E’ insolito venire a conoscenza che uno scrittore termina definitivamente la propria attività. Gli autori non appendono la penna al chiodo. E’ molto più probabile che lascino un romanzo incompleto nel cassetto e qualcuno dopo molti anni dalla loro morte lo scopre e ne fa la sua fortuna.

Invece Philip Roth ha detto basta. Houghton Mifflin, il suo editore, lo ha confermato.

Lo scrittore tante volte vicino al Nobel sembra convinto a lasciare una pratica che per tutta la vita ha determinato la forma e il ritmo dei suoi giorni.

Con Pastorale Americana del 1997 ha vinto il premio Pulitzer e due National Book Award.

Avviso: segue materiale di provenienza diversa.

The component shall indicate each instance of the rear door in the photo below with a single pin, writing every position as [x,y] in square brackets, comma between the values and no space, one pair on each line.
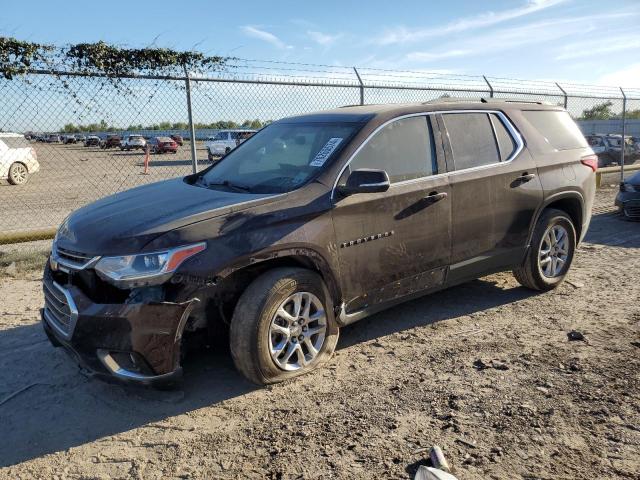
[495,191]
[395,243]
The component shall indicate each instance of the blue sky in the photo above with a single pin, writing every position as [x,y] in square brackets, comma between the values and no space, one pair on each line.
[584,41]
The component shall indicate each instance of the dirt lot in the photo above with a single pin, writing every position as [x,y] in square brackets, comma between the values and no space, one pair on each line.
[485,370]
[73,175]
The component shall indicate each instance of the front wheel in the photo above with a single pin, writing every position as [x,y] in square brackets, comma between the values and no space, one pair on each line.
[283,326]
[18,174]
[551,252]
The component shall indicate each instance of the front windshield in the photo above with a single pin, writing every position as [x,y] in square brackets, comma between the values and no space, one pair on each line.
[280,157]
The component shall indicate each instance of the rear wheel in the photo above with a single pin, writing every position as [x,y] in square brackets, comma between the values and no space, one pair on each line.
[551,252]
[18,174]
[283,326]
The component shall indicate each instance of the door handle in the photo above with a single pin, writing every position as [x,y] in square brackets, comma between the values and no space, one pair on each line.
[434,197]
[525,177]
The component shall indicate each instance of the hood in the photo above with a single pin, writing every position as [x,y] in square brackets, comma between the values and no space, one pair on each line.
[123,223]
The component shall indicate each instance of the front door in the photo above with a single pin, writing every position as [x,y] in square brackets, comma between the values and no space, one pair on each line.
[398,242]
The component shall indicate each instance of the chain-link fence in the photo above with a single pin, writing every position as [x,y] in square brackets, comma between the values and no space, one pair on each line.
[73,128]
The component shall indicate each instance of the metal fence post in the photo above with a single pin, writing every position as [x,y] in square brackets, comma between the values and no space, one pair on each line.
[489,85]
[361,86]
[564,93]
[192,130]
[624,131]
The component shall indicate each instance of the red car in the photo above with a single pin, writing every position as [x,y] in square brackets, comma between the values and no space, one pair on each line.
[163,145]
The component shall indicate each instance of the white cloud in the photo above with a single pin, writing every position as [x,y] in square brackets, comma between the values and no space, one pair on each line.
[534,33]
[592,48]
[405,35]
[265,37]
[625,77]
[431,56]
[323,39]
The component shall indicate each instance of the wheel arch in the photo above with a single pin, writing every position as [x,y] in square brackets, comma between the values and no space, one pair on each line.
[234,280]
[570,202]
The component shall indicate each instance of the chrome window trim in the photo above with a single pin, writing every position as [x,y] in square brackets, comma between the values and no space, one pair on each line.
[507,123]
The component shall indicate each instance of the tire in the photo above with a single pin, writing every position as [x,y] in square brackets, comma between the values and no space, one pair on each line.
[532,273]
[18,174]
[251,335]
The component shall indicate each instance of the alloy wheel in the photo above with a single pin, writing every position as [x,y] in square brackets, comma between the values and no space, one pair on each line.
[18,173]
[297,331]
[554,251]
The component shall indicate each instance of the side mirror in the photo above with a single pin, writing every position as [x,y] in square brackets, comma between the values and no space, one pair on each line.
[365,180]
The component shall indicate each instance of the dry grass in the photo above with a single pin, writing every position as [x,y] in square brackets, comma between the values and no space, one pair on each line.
[22,264]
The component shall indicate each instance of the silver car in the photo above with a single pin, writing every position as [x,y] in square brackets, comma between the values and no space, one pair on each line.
[133,142]
[18,158]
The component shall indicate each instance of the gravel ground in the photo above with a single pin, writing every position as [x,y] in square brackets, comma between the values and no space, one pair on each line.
[485,370]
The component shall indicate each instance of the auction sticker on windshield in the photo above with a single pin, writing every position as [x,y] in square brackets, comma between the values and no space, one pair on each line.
[325,152]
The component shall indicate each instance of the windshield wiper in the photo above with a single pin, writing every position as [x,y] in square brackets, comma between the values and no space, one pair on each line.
[228,184]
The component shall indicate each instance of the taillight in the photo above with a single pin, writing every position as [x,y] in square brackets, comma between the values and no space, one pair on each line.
[590,161]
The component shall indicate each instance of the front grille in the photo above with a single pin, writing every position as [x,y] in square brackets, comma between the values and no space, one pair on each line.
[59,312]
[632,209]
[70,256]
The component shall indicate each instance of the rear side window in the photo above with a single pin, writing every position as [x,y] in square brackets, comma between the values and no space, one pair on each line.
[403,148]
[472,140]
[16,142]
[506,144]
[557,128]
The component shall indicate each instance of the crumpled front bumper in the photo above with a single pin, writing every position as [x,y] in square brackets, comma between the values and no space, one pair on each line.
[135,343]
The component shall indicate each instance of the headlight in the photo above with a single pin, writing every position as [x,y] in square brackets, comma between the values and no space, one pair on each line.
[146,268]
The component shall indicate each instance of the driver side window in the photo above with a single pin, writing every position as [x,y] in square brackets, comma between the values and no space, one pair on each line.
[403,148]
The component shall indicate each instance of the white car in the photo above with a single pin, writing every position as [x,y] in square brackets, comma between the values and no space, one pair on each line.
[224,141]
[133,142]
[18,159]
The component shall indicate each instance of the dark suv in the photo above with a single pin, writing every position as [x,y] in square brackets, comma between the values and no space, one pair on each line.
[314,223]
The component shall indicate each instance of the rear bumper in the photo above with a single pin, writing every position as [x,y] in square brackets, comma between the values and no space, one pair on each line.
[133,343]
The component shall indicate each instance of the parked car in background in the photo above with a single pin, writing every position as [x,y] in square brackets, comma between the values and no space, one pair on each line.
[312,224]
[628,198]
[92,141]
[111,141]
[133,142]
[224,141]
[163,145]
[609,150]
[18,159]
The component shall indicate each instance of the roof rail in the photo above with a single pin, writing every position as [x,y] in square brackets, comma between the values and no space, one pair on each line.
[511,100]
[446,99]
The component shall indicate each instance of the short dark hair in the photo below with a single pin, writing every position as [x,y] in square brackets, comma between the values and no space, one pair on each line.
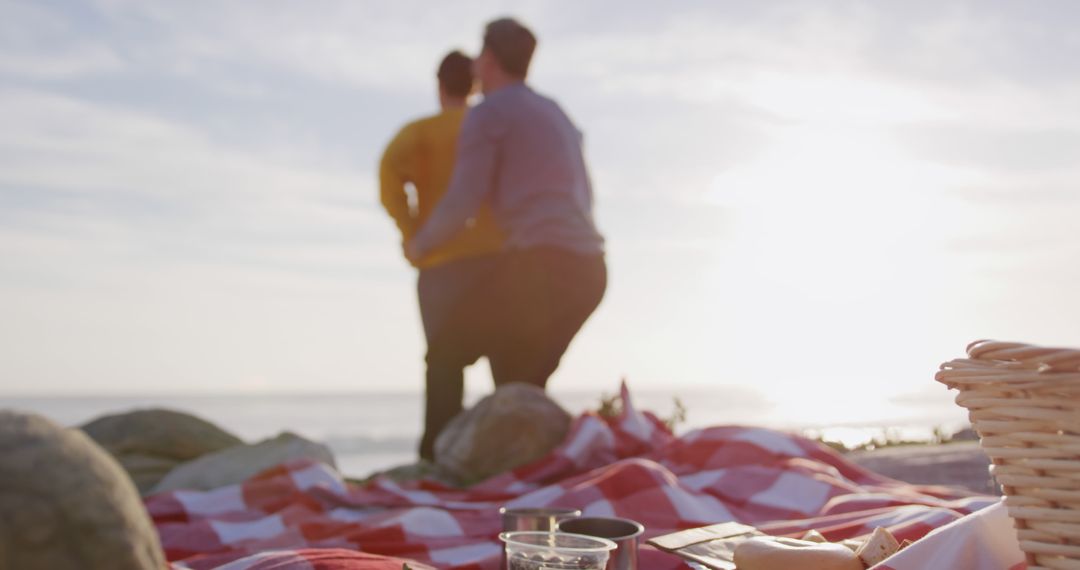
[455,75]
[512,44]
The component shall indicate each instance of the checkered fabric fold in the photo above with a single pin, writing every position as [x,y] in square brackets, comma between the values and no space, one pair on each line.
[630,465]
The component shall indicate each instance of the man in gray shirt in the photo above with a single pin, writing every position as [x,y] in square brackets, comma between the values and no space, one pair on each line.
[520,153]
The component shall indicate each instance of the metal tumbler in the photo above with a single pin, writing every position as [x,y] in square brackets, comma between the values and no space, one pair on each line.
[622,531]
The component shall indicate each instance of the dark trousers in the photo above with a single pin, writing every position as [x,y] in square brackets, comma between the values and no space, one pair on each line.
[449,302]
[521,309]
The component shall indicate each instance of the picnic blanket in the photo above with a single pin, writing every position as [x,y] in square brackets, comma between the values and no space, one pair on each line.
[629,465]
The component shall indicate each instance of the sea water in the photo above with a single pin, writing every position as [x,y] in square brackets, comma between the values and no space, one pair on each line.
[369,432]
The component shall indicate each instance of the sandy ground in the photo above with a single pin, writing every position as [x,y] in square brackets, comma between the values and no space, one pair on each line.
[960,464]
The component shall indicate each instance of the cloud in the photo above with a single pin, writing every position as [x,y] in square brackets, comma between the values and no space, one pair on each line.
[989,148]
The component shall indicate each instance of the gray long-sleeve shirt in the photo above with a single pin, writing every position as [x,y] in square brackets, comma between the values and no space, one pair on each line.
[521,152]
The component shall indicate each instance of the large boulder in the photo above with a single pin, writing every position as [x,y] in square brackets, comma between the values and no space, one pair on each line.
[515,425]
[65,503]
[238,463]
[150,443]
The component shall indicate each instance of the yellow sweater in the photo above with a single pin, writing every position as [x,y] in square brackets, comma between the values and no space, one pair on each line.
[422,154]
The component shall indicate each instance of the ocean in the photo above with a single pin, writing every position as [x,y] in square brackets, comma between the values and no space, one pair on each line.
[370,432]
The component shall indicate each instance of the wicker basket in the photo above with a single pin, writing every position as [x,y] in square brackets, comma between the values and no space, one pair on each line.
[1024,402]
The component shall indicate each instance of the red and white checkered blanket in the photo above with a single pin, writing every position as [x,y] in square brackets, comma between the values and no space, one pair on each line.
[631,466]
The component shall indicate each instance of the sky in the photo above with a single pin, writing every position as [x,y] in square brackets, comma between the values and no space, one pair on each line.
[808,205]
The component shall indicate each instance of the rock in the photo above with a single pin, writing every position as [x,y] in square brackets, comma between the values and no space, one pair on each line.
[65,503]
[515,425]
[238,463]
[151,443]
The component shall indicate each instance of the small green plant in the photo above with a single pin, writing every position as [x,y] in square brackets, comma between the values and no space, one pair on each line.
[611,407]
[678,415]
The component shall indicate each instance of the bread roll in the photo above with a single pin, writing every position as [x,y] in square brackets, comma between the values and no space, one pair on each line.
[770,553]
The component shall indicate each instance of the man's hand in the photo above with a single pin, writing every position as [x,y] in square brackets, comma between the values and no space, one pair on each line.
[412,254]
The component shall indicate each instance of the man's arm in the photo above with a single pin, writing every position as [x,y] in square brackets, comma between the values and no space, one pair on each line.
[472,182]
[395,171]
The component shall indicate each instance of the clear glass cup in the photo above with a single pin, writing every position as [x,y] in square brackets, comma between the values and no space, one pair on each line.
[535,518]
[555,551]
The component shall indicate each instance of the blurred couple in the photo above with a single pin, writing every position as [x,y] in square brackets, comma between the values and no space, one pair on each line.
[495,207]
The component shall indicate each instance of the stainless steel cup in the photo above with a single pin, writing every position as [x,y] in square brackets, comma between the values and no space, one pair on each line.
[622,531]
[548,518]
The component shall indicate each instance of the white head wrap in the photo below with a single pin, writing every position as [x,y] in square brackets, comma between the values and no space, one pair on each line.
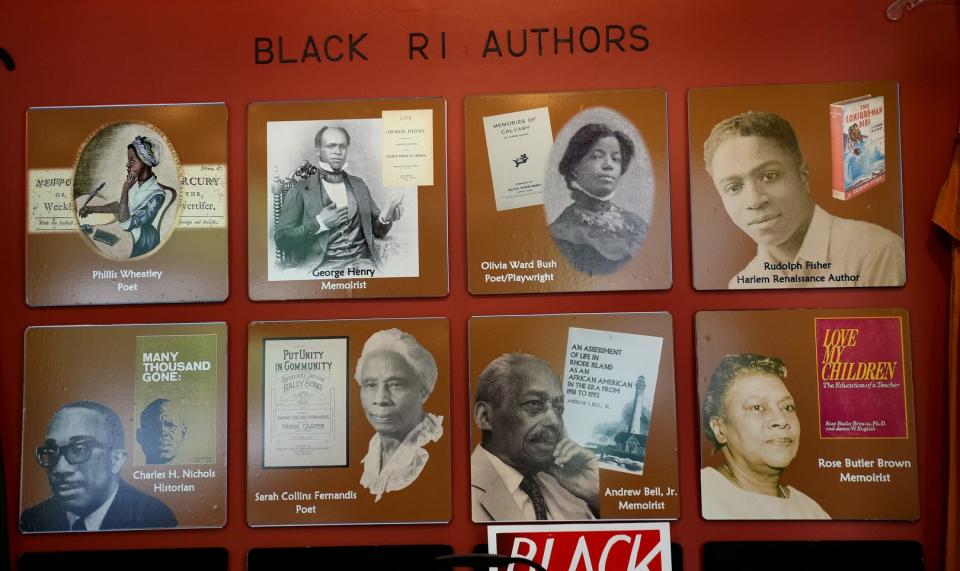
[148,150]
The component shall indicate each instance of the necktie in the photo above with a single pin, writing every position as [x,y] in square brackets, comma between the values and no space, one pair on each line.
[532,489]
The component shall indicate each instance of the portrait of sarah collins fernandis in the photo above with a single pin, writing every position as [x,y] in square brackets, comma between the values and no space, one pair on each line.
[599,191]
[126,190]
[396,375]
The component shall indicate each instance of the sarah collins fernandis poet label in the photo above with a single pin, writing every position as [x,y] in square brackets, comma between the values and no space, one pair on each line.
[305,402]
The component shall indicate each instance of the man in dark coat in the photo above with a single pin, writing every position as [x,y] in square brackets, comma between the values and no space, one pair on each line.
[83,455]
[332,219]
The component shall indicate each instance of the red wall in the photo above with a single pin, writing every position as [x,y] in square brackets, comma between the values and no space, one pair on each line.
[180,51]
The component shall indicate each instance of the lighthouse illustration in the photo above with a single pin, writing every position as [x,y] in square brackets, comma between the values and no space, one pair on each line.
[632,442]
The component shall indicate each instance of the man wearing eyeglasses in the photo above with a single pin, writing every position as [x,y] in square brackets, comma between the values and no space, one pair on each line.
[83,454]
[525,467]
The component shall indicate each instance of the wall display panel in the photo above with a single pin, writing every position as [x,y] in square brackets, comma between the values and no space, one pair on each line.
[349,422]
[801,183]
[126,204]
[124,427]
[841,378]
[584,406]
[567,192]
[347,199]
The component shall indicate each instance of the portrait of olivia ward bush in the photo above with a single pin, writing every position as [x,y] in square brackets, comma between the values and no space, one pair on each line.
[598,195]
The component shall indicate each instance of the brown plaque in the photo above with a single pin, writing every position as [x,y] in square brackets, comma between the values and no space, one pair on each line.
[568,192]
[126,204]
[349,422]
[124,427]
[581,405]
[347,199]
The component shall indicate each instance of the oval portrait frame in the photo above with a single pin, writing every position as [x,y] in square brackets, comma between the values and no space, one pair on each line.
[100,166]
[636,187]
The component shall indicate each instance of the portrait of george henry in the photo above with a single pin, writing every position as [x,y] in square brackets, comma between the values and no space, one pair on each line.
[599,193]
[331,216]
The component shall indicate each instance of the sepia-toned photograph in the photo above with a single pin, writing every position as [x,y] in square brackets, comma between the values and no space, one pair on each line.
[124,428]
[396,375]
[599,191]
[330,216]
[349,422]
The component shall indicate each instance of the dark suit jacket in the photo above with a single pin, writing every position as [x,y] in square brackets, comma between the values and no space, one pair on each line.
[131,509]
[491,501]
[297,227]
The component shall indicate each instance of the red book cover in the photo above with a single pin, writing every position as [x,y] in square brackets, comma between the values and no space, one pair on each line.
[860,377]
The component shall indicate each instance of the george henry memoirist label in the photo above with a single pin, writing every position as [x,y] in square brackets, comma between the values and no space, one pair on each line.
[305,402]
[124,427]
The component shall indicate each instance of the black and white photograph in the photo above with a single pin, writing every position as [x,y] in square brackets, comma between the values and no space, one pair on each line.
[330,216]
[599,191]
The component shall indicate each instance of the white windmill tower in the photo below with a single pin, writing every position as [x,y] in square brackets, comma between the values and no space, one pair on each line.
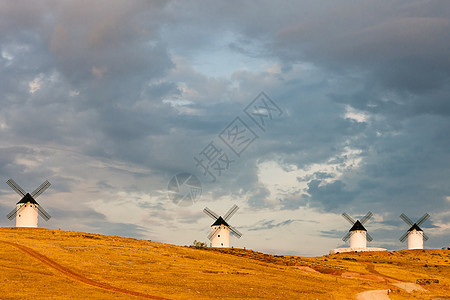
[27,209]
[220,229]
[357,234]
[415,234]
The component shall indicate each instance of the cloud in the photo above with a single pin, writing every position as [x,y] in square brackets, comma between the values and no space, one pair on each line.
[110,100]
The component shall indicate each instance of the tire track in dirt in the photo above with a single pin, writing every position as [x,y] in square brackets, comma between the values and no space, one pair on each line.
[77,277]
[371,268]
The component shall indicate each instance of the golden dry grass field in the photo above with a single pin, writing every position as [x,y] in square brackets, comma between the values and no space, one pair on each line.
[45,264]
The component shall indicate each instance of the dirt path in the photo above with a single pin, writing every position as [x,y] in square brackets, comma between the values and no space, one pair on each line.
[373,295]
[69,273]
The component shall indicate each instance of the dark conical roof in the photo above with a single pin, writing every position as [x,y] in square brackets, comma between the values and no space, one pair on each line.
[357,226]
[220,221]
[416,227]
[27,198]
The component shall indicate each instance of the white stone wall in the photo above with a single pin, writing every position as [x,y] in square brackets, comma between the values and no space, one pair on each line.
[358,239]
[415,239]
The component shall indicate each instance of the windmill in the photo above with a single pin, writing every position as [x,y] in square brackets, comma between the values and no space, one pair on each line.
[357,234]
[27,209]
[415,234]
[220,229]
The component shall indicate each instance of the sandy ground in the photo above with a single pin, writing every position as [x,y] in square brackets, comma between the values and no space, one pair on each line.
[373,295]
[409,286]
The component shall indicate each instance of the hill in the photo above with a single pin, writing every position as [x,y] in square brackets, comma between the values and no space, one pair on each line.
[42,263]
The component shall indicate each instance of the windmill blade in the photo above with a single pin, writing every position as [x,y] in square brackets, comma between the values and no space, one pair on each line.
[348,218]
[45,215]
[230,213]
[366,217]
[16,187]
[14,212]
[423,219]
[210,213]
[40,189]
[213,233]
[406,219]
[404,236]
[346,237]
[235,232]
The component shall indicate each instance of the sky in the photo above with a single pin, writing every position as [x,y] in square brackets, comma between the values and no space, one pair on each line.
[296,111]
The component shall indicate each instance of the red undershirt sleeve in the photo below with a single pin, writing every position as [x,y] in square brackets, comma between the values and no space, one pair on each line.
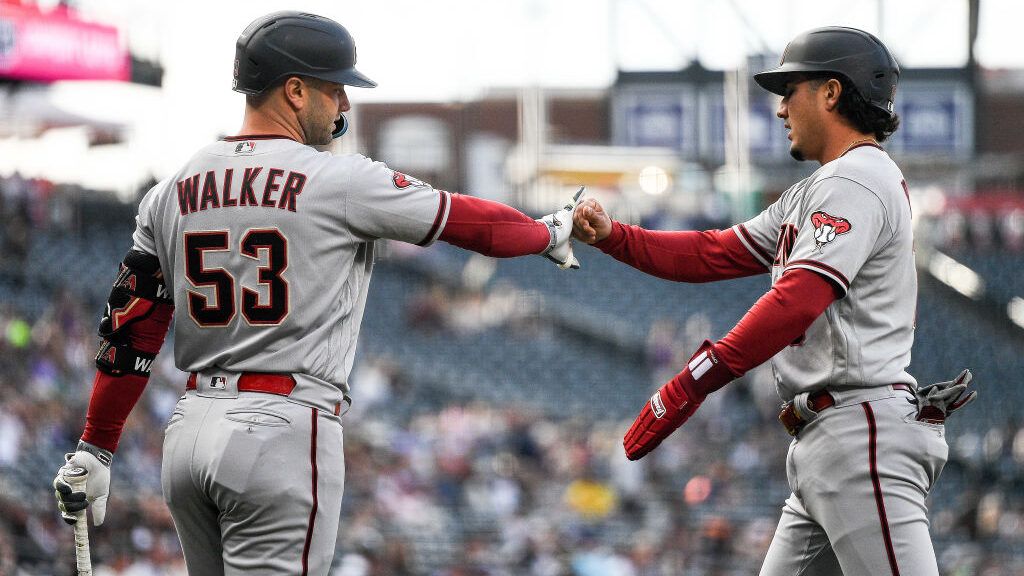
[493,229]
[776,320]
[115,397]
[683,255]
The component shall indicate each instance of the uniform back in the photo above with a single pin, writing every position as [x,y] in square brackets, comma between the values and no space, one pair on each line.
[849,221]
[268,245]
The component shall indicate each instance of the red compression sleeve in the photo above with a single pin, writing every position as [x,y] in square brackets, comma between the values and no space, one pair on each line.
[115,397]
[681,256]
[776,320]
[493,229]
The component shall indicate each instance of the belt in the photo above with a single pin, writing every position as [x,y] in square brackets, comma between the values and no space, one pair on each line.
[817,402]
[281,384]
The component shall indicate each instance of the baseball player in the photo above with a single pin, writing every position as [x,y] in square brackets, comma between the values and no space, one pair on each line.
[838,322]
[264,248]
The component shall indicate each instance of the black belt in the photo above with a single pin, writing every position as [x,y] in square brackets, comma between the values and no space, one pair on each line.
[817,402]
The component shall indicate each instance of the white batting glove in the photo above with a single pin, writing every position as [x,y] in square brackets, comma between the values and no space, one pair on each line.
[97,462]
[937,402]
[560,225]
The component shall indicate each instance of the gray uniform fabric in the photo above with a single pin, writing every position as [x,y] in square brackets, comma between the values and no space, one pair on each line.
[861,470]
[863,338]
[267,246]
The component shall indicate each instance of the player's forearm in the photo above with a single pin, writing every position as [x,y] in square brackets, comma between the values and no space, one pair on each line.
[113,399]
[776,320]
[493,229]
[681,256]
[135,322]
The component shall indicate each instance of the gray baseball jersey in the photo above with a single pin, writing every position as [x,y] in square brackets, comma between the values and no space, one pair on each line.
[849,221]
[267,246]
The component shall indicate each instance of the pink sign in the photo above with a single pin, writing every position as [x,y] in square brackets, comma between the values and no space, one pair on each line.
[45,47]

Nell’intervista, rilasciata alla rivista francese Les Inrocks, P.Roth dice di aver sacrificato tutta la sua vita ed è ora di smettere. A 79 anni abbandona una passione ormai percepita come una gabbia, come un colore costante e predominante nei giorni che si lascia alle spalle. Nemesis è stato il suo ultimo romanzo.

Sarà difficile stare lontano dalla penna, o meglio dalla tastiera. Il foglio continuerà ad aspettare che le idee sporchino con le parole il nulla del bianco.

Non tutte le passioni sono eterne. Ma si prendono molto di noi e quando le lasciamo non ci restituiscono nulla. Quindi mutilati cerchiamo di sopravvivere e di riappropriarci di una vita che non conosciamo.